Thanks all, the boat is a Westerly and this is the only stanchion affected, I have not removed the headlining yet but at least it is in a cupboard so no large areas of headling to remove and replace. Point taken on spreading the load, it will be interesting to see if its just individual washers on the undeside of GRP

Thanks again, never ceases to amaze the depth of knowledge and speedy replies on this forum
 
Not just underneath but what is in between. On my Konsort it is end grain balsa which had compressed when someone prior to my ownership had had a mishap. I had to grind back and remove the balsa then fill with marine filler, thickened epoxy or polyester would do. Then repair the cosmetics. The filler will obiously stiffen the area underneath. I had problems due to water ingress into the balsa hence the removal.
 
Where is oldsaltoz whenyou need him. Potentially you may have damaged end grain balsa under there. If there's been water ingress, cut the inner laminate away as rhumlady says, put in your replacement for the balsa and epoxy in.

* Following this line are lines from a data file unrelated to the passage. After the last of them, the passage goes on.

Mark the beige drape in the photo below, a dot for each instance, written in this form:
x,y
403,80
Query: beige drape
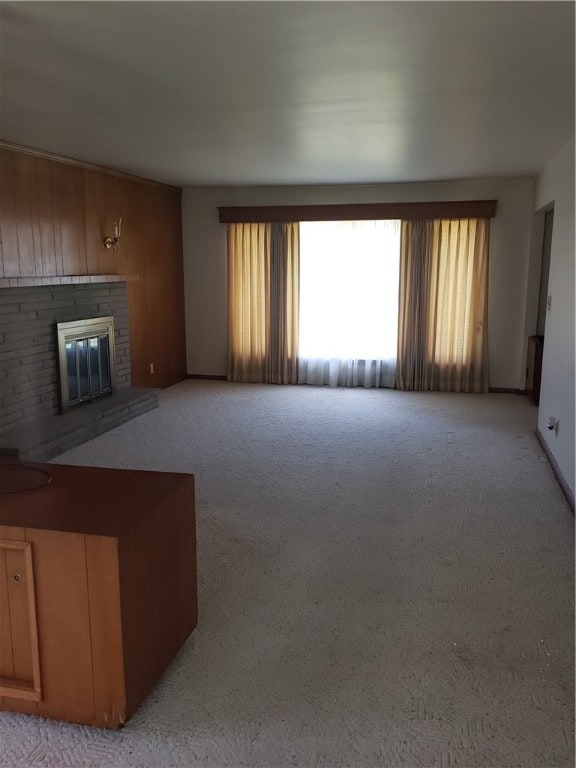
x,y
263,295
442,322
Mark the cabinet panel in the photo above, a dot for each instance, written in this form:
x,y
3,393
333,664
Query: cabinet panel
x,y
106,629
63,615
19,656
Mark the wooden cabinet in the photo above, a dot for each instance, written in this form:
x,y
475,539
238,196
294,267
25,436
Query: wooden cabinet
x,y
19,658
106,594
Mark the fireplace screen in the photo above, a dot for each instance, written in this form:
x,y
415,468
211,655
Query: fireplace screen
x,y
86,356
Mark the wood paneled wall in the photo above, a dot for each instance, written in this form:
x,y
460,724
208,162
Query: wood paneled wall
x,y
53,219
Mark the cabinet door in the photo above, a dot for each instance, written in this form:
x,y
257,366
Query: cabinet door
x,y
19,658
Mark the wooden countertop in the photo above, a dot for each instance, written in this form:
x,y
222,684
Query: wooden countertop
x,y
92,500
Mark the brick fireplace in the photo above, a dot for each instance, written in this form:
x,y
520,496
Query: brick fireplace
x,y
31,426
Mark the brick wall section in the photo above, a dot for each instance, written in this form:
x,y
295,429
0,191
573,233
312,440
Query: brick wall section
x,y
29,373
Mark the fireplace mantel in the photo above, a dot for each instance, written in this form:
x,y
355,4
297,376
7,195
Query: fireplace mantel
x,y
28,282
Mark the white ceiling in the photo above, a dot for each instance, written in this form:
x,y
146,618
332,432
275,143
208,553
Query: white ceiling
x,y
218,93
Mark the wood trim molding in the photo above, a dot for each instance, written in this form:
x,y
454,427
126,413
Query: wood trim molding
x,y
29,282
556,469
88,166
456,209
206,377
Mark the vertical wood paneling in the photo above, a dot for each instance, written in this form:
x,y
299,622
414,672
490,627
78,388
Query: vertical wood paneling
x,y
45,217
72,225
54,170
23,180
53,219
8,228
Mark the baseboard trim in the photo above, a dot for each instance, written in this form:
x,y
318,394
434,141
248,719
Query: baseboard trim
x,y
555,468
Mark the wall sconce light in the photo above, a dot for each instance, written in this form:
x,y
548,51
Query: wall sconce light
x,y
114,242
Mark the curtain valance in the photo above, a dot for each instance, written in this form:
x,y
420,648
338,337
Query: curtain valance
x,y
451,209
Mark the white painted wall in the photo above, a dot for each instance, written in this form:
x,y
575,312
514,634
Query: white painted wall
x,y
205,260
556,185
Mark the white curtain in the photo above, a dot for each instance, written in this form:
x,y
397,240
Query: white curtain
x,y
349,273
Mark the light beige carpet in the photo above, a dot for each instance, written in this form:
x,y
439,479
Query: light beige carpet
x,y
385,579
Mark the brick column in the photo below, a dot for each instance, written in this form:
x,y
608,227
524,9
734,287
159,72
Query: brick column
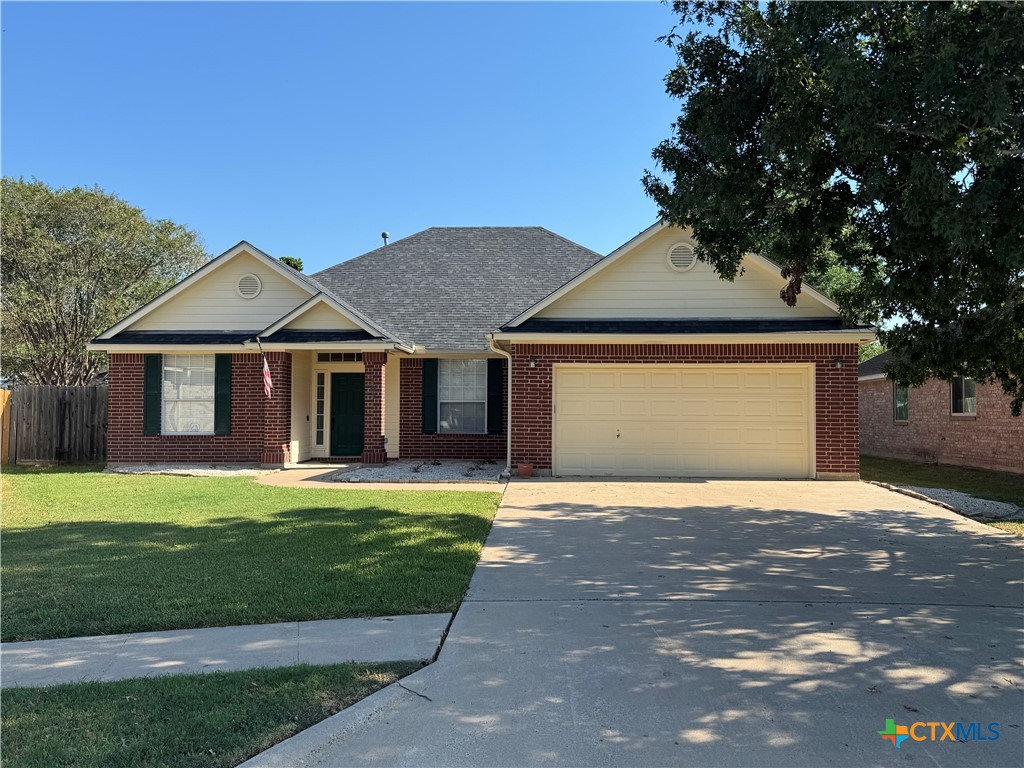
x,y
278,412
374,366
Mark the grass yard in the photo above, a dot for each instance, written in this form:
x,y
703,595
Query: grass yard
x,y
86,553
1010,526
192,721
999,486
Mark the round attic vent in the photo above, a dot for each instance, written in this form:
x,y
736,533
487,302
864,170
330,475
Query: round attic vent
x,y
682,257
249,286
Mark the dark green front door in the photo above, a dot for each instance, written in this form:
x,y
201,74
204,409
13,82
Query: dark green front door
x,y
346,414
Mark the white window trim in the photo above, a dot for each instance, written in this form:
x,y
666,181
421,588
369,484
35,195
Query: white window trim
x,y
163,400
896,419
439,400
963,414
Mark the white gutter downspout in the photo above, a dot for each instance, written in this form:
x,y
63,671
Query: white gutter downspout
x,y
508,397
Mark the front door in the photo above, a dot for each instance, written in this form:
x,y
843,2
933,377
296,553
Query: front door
x,y
346,414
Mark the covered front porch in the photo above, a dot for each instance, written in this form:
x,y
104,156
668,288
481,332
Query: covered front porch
x,y
344,406
332,403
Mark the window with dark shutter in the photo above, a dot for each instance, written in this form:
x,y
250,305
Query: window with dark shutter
x,y
430,395
153,366
222,395
495,371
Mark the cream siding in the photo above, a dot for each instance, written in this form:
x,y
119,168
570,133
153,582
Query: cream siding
x,y
392,404
213,303
322,316
301,406
641,285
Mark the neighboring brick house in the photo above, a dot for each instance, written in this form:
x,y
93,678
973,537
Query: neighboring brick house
x,y
639,364
941,422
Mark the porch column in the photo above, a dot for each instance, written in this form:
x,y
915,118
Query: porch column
x,y
278,411
374,366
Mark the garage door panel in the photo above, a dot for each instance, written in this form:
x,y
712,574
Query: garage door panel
x,y
726,421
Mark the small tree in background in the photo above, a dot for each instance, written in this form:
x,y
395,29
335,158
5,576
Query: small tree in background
x,y
882,139
74,262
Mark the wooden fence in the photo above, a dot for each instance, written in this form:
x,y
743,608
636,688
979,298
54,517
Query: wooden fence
x,y
53,425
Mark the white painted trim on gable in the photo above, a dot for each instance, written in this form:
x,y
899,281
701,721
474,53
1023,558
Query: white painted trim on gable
x,y
630,246
210,266
322,298
586,274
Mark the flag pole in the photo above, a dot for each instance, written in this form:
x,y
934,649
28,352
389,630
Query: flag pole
x,y
267,381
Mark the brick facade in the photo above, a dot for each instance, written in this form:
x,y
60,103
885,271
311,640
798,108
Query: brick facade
x,y
990,439
415,444
837,441
250,440
374,371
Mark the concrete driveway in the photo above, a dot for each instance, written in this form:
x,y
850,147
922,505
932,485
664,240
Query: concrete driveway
x,y
710,624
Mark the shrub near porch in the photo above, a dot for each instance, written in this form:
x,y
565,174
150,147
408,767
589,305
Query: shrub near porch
x,y
87,553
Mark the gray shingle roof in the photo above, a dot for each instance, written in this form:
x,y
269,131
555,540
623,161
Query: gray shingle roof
x,y
875,366
445,287
694,326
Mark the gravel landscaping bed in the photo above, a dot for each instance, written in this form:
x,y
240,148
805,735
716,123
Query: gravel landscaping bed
x,y
190,470
982,509
424,470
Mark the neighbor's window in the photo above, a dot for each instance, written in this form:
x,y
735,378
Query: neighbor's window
x,y
462,396
187,393
901,397
965,400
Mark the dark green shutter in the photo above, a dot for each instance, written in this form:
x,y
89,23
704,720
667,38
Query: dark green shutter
x,y
430,395
495,395
153,366
222,395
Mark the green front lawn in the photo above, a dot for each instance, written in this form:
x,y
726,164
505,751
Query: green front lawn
x,y
999,486
86,553
190,721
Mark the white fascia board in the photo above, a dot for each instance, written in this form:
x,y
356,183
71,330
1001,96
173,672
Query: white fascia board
x,y
210,266
165,348
348,346
343,309
796,337
588,273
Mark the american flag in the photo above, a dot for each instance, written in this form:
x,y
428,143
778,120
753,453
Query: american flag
x,y
267,381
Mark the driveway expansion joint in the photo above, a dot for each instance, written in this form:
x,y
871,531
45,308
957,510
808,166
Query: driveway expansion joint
x,y
105,657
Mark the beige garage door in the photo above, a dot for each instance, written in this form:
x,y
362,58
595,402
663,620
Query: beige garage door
x,y
683,421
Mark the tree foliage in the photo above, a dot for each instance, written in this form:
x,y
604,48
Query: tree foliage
x,y
74,262
880,139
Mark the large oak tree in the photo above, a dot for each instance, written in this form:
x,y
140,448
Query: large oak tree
x,y
885,138
74,262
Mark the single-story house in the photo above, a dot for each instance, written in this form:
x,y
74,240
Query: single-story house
x,y
505,343
943,422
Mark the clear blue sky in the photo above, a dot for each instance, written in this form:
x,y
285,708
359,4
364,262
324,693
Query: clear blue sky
x,y
307,129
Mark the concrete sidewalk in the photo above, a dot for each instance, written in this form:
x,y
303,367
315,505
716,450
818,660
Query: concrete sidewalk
x,y
316,477
717,624
220,649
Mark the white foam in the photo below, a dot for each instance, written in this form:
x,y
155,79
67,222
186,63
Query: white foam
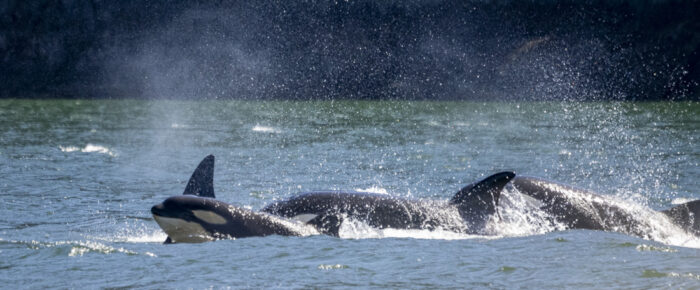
x,y
89,148
353,229
373,189
266,129
681,200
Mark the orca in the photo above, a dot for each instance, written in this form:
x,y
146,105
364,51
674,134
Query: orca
x,y
196,216
580,209
467,211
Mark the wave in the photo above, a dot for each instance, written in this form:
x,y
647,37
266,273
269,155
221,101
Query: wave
x,y
89,148
75,248
266,129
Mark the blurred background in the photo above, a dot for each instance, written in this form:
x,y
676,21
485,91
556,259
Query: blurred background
x,y
476,50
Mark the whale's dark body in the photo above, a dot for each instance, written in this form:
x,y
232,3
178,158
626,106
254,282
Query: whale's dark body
x,y
196,216
466,212
581,209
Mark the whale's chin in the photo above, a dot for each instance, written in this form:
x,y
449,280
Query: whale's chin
x,y
181,231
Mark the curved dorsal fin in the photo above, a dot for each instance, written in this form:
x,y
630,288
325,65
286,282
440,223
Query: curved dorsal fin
x,y
486,191
202,181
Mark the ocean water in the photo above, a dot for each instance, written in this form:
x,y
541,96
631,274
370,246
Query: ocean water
x,y
78,178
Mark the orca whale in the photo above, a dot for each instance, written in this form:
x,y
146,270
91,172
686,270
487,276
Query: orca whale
x,y
466,212
196,216
580,209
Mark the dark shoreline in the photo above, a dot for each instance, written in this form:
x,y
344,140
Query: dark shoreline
x,y
442,50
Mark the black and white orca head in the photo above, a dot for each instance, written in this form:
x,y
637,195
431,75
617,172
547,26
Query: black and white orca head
x,y
190,219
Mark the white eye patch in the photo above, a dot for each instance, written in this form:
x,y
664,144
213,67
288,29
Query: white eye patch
x,y
209,217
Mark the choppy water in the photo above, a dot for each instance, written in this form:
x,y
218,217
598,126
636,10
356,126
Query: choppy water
x,y
77,180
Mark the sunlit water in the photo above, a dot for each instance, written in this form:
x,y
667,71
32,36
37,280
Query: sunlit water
x,y
77,180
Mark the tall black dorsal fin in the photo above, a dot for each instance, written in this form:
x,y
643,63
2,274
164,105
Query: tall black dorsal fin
x,y
202,181
687,216
487,191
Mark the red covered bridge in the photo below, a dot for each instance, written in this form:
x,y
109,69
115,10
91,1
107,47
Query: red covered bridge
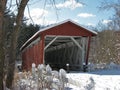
x,y
57,45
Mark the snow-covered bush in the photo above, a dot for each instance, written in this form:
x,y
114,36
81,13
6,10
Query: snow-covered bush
x,y
42,78
90,85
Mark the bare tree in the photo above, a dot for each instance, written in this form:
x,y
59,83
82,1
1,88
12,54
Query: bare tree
x,y
2,10
115,5
20,13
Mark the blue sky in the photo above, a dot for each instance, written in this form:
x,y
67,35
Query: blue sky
x,y
84,12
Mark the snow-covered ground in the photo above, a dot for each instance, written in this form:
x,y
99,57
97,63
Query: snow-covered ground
x,y
104,77
98,80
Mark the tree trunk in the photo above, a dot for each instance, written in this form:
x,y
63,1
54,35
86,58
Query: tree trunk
x,y
15,35
2,10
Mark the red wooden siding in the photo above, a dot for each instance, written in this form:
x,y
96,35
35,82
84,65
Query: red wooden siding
x,y
35,53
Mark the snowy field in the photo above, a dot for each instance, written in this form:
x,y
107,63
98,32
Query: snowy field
x,y
97,80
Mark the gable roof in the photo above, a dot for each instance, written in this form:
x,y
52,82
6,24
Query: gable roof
x,y
55,25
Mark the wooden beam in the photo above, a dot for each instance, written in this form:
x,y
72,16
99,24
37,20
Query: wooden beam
x,y
83,51
88,48
50,43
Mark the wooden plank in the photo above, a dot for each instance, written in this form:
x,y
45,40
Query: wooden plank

Then drill much too big holes through for the bolts (about twice the diameter you need IIRC) and fill that hole with thickened epoxy. Once that has cured drill your bolt hole through the middle of the epoxy plug. No more issues with the structure if there's water ingress.
 
I agree with the earlier post about fitting a reinforcment plate under the deck. If space and access are not a problem what I have done in this case is to used 12mm plywood by 125mm square with the edges well chamfered. The chamfered edge has two advantages a: it ensures the change in overall deck thickness is gradual which should reduce stress concentrations. b: it is much easier to glass over the reinforcement pad with GRP. However whether you decide to use the plywood or stainless steel, I would recomend that you bed it down, or actualy bed it up using a filler so the the plate is in intimate contact with the deck. This to ensure the load is spread as evenly as posible.
 
May I suggest that before you create more work and mess than is necessary you determine-as milfordsam points out-the access from underneath.
Post a photo maybe and certainly remove a bolt and root around in the hole with a bent coathanger or scribe and a powerful torch to determine what is there.
You may get away with rebedding the stantion and fitting oversized washers underneath.
Clearly the deck is already stronger than the stantion,which has bent under load at the mid through hole.